This week's book giveaway is in the OO, Patterns, UML and Refactoring forum. We're giving away four copies of Refactoring for Software Design Smells: Managing Technical Debt and have Girish Suryanarayana, Ganesh Samarthyam & Tushar Sharma on-line! See this thread for details.
When we create a jsp in eclipse, should ascii or binary mode be used? I know the two modes are related to data transfer between local and cvs but there is no difference and impact in my project by switing them. Can anyone say something about the modes? Usually which one should be used for jsp?
JSPs are text files so ascii mode would be best (though the ascii-vs-binary question brings to mind FTP and not version control where usually the issue is binary vs text, but then I don't use CVS and different products use different terminology for the same thing)

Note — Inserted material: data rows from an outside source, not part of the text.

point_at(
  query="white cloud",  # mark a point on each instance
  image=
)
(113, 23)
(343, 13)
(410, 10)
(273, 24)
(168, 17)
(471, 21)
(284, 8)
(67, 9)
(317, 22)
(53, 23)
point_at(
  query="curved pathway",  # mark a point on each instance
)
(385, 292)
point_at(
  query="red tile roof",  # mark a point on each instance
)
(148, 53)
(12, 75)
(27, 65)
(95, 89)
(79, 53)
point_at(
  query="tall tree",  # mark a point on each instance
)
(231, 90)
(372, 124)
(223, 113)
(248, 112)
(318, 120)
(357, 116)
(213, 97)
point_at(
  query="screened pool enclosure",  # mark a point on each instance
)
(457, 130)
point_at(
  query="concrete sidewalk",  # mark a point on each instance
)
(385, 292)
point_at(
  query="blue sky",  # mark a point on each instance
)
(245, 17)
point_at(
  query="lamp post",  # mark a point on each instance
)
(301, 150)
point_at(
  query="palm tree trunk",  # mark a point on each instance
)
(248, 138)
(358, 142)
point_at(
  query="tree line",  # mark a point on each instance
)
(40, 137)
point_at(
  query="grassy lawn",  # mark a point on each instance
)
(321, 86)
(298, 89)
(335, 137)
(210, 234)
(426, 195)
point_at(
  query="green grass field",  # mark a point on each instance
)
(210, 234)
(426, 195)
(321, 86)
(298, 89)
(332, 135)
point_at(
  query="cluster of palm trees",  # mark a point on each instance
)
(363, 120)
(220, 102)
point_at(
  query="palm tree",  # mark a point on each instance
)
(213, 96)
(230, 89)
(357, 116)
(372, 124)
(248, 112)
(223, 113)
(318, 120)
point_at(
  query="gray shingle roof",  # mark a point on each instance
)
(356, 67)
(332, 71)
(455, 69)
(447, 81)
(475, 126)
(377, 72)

When you check-in files into any version control systems for textual source codes you can use the default text or ascii mode, however, when check-in word doc, xls, image or class files you may need to use the binary mode.

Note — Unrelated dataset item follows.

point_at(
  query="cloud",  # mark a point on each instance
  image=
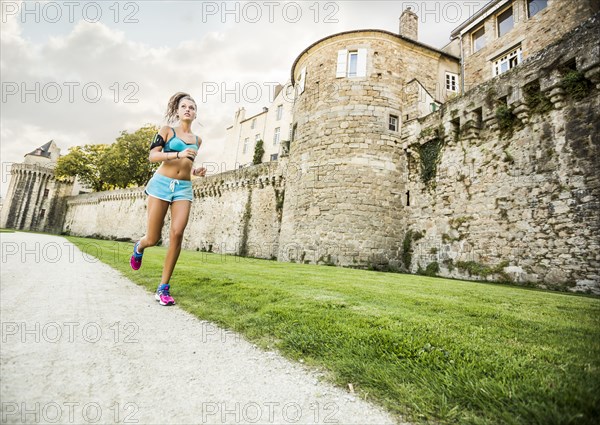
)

The crucial differences are: A) What is the code page and B) what are the end-of-line characters.
The code page is almost always going to be ASCII unless you're working with IBM mainframes (EBCDIC).

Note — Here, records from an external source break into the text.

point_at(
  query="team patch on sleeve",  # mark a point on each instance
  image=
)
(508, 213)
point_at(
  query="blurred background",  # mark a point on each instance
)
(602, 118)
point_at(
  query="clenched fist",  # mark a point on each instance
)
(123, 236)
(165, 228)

The end-of-line characters may be CR (Macintosh), CR/LF (DOS/Windows) or LF (Unix, most others). LF is also referred to as NL (Newline).
When you indicate text mode - and this applies to both CVS and FTP - the server will translate to the appropriate code page and end-of-line sequence for yout target machine. When you indicate binary (a/k/a image) mode, the bytes will pass unmodified.
Binary mode is always safe, but because not all tools are smart, text mode is preferable when dealing with things that are 100% text. If you download a text file with in Unix mode end-of-line characters, Windows Notepad won't work right, although Wordpad and most IDE's will accommodate.
On the other hand, if you create a Unix shell script or C/C++ source file on a Windows machine and upload it in binary mode and it uses the end-of-line continuation (backslash) to semantically glue 2 lines together as though they were a single long line, binary mode will propagate the CR/LF. And most Unix tools won't like that, resulting in compile errors and scripts that won't execute.